Benchmarking Adversarial Robustness of Compressed Deep Learning Models
This addresses the joint challenge of model compression and adversarial robustness for deploying deep learning on resource-constrained devices, but it is incremental as it benchmarks existing methods rather than proposing new solutions.
The study tackled the problem of how adversarial attacks on deep neural networks affect their pruned versions, finding that model compression preserves benefits like faster inference without undermining adversarial robustness, with robustness remaining comparable to the base model.

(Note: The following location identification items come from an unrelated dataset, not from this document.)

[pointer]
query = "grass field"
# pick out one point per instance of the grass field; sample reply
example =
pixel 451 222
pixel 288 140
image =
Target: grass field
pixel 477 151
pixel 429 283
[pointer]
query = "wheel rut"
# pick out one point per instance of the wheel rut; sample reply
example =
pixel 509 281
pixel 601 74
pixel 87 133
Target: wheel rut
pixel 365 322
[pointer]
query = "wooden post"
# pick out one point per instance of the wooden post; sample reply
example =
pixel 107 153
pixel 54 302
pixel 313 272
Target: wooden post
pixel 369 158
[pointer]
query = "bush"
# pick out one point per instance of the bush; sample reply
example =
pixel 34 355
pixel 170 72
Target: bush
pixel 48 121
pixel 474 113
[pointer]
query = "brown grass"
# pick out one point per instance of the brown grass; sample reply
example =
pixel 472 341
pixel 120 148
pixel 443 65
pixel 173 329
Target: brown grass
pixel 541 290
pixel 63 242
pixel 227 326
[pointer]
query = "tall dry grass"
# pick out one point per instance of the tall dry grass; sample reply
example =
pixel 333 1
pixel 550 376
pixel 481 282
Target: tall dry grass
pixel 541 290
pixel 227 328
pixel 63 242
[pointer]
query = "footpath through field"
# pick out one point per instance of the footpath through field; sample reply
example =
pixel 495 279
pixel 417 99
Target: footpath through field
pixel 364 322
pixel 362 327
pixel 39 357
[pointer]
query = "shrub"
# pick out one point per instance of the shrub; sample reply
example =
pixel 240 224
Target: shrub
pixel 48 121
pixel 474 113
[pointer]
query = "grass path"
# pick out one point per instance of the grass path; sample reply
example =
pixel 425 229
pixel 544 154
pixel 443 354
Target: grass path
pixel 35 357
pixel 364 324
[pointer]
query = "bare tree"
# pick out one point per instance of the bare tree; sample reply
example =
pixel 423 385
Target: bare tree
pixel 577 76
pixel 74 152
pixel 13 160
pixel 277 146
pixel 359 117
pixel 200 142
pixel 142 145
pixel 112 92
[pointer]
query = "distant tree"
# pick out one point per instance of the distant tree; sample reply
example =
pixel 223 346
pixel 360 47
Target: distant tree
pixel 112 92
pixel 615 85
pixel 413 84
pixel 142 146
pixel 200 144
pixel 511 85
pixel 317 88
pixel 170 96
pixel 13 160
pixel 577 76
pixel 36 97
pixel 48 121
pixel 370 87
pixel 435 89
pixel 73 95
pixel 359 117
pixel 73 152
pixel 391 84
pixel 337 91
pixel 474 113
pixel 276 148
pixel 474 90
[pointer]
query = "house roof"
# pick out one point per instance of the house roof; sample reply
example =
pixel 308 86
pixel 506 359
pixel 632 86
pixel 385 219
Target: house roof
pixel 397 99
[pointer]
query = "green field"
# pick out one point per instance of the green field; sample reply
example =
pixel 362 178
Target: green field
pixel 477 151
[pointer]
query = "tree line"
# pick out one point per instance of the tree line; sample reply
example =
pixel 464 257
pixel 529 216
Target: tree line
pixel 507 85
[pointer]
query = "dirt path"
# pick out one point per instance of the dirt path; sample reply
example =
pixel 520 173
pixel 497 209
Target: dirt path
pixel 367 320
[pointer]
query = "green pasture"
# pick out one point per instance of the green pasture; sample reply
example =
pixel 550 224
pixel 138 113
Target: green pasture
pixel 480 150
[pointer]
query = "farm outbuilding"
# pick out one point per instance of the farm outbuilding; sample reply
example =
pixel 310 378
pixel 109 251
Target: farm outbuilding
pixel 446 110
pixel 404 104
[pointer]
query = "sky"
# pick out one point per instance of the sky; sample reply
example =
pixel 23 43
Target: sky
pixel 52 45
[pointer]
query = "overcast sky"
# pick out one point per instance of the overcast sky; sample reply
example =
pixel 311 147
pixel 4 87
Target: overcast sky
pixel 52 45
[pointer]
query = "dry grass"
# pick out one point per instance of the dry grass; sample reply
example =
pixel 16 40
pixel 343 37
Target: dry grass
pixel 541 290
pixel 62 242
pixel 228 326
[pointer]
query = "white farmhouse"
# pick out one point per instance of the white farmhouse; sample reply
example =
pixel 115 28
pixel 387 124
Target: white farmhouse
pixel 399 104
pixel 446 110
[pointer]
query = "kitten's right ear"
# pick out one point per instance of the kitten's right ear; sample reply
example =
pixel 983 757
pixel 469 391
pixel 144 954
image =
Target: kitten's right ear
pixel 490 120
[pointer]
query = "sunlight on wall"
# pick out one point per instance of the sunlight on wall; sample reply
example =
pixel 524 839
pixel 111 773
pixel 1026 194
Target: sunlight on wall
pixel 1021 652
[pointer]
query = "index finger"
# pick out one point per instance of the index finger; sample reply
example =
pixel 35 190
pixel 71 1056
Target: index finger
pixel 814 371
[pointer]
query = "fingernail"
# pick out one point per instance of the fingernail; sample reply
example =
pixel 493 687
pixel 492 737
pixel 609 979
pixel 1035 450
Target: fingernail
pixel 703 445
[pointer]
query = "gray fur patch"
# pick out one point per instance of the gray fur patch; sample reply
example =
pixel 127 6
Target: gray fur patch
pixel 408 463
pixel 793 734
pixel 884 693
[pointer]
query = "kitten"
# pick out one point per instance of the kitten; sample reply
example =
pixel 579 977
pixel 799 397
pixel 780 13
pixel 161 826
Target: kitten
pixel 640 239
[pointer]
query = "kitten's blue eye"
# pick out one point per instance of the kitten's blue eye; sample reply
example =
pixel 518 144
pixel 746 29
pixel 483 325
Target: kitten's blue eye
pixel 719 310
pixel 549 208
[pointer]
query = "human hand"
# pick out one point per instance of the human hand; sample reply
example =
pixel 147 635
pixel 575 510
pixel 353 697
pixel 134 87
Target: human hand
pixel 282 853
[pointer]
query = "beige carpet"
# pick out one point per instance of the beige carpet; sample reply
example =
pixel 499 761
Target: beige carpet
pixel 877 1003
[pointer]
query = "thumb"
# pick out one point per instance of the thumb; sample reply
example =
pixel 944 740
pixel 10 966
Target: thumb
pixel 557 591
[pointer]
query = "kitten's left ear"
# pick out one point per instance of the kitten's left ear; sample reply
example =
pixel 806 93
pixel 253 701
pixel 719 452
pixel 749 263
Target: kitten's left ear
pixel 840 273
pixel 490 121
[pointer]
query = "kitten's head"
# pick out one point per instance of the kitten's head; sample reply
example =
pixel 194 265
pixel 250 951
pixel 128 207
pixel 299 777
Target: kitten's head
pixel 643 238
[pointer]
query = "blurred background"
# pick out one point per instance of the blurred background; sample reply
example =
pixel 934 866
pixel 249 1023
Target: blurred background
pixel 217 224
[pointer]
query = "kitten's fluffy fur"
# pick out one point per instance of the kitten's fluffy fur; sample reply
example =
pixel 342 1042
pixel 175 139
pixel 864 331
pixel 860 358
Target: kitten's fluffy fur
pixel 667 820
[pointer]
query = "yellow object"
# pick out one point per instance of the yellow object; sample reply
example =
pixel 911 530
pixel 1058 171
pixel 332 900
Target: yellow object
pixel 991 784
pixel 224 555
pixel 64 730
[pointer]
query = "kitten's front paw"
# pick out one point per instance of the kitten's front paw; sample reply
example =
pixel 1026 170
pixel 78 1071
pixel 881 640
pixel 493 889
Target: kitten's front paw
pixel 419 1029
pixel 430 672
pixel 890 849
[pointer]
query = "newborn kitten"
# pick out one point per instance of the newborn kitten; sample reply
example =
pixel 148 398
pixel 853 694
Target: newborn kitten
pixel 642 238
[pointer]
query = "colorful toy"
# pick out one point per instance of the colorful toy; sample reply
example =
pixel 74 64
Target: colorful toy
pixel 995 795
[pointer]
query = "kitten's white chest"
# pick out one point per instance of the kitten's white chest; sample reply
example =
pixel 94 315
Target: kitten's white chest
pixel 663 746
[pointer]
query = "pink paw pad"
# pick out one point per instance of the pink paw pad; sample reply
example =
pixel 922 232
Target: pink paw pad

The increasing size of Deep Neural Networks (DNNs) poses a pressing need for model compression, particularly when employed on resource constrained devices. Concurrently, the susceptibility of DNNs to adversarial attacks presents another significant hurdle. Despite substantial research on both model compression and adversarial robustness, their joint examination remains underexplored. Our study bridges this gap, seeking to understand the effect of adversarial inputs crafted for base models on their pruned versions. To examine this relationship, we have developed a comprehensive benchmark across diverse adversarial attacks and popular DNN models. We uniquely focus on models not previously exposed to adversarial training and apply pruning schemes optimized for accuracy and performance. Our findings reveal that while the benefits of pruning enhanced generalizability, compression, and faster inference times are preserved, adversarial robustness remains comparable to the base model. This suggests that model compression while offering its unique advantages, does not undermine adversarial robustness.